Why not to call StdDev from Utils.hs in order to eliminate duplication?
On 11/02/2015 04:59 PM, 'Klaus Aehlig' via ganeti-devel wrote:
Given that we later we believe our metric up to values of 1e-12,
we at least should avoid too large inaccuracies by linearly summing
up values.
Signed-off-by: Klaus Aehlig <[email protected]>
---
src/Ganeti/Utils.hs | 15 +++++----------
src/Ganeti/Utils/Statistics.hs | 17 ++++++++---------
2 files changed, 13 insertions(+), 19 deletions(-)

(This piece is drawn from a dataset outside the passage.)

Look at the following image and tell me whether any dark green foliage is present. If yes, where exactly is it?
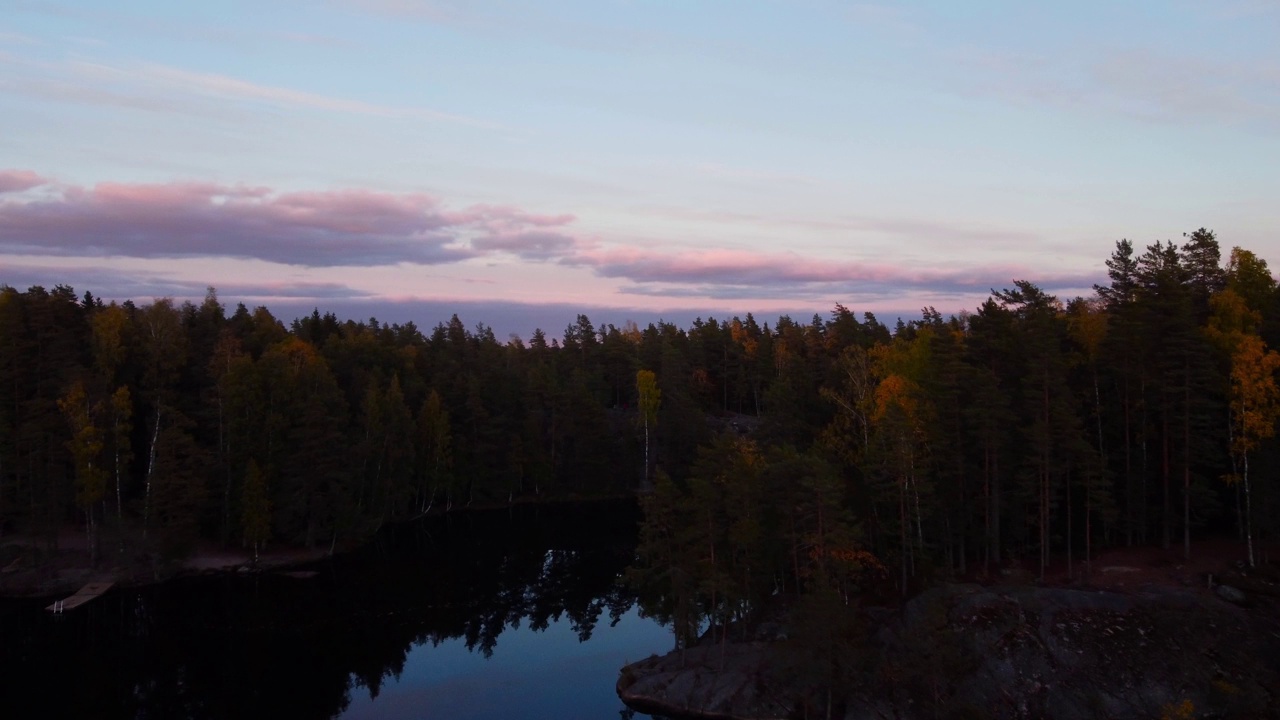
[0,229,1280,576]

diff --git a/src/Ganeti/Utils.hs b/src/Ganeti/Utils.hs
index 8db0c71..25f3843 100644
--- a/src/Ganeti/Utils.hs
+++ b/src/Ganeti/Utils.hs
@@ -234,16 +234,11 @@ balancedSum xs = let (ls, rs) = divideList xs
-- | Standard deviation function.
stdDev :: [Double] -> Double
stdDev lst =
- -- first, calculate the list length and sum lst in a single step,
- -- for performance reasons
- let (ll', sx) = foldl' (\(rl, rs) e ->
- let rl' = rl + 1
- rs' = rs + e
- in rl' `seq` rs' `seq` (rl', rs')) (0::Int, 0) lst
- ll = fromIntegral ll'::Double
- mv = sx / ll
- av = foldl' (\accu em -> let d = em - mv in accu + d * d) 0.0 lst
- in sqrt (av / ll) -- stddev
+ let len = fromIntegral $ length lst
+ mean = balancedSum lst / len
+ sqDist x = let d = x - mean in d * d
+ variance = balancedSum (map sqDist lst) / len
+ in sqrt variance
-- * Logical functions
diff --git a/src/Ganeti/Utils/Statistics.hs b/src/Ganeti/Utils/Statistics.hs
index ff91d93..776f65a 100644
--- a/src/Ganeti/Utils/Statistics.hs
+++ b/src/Ganeti/Utils/Statistics.hs
@@ -49,6 +49,8 @@ import qualified Data.Foldable as Foldable
import Data.List (foldl')
import qualified Data.Map as Map
+import Ganeti.Utils (balancedSum)
+
-- | Typeclass describing necessary statistical accumulations functions. Types
-- defining an instance of Stat behave as if the given statistics were
computed
-- on the list of values, but they allow a potentially more efficient update
of
@@ -88,15 +90,12 @@ instance Stat Double SumStat where
instance Stat Double StdDevStat where
calculate xs =
- let addComponent (n, s) x =
- let !n' = n + 1
- !s' = s + x
- in (n', s')
- (nt, st) = foldl' addComponent (0, 0) xs
- mean = st / nt
- center x = x - mean
- nvar = foldl' (\v x -> let d = center x in v + d * d) 0 xs
- in StdDevStat nt st (nvar / nt)
+ let !n = fromIntegral $ length xs
+ !sx = balancedSum xs
+ !mean = sx / n
+ sqDist x = let d = x - mean in d * d
+ !var = balancedSum (map sqDist xs) / n
+ in StdDevStat n sx var
update (StdDevStat n s var) x x' =
let !ds = x' - x
!dss = x' * x' - x * x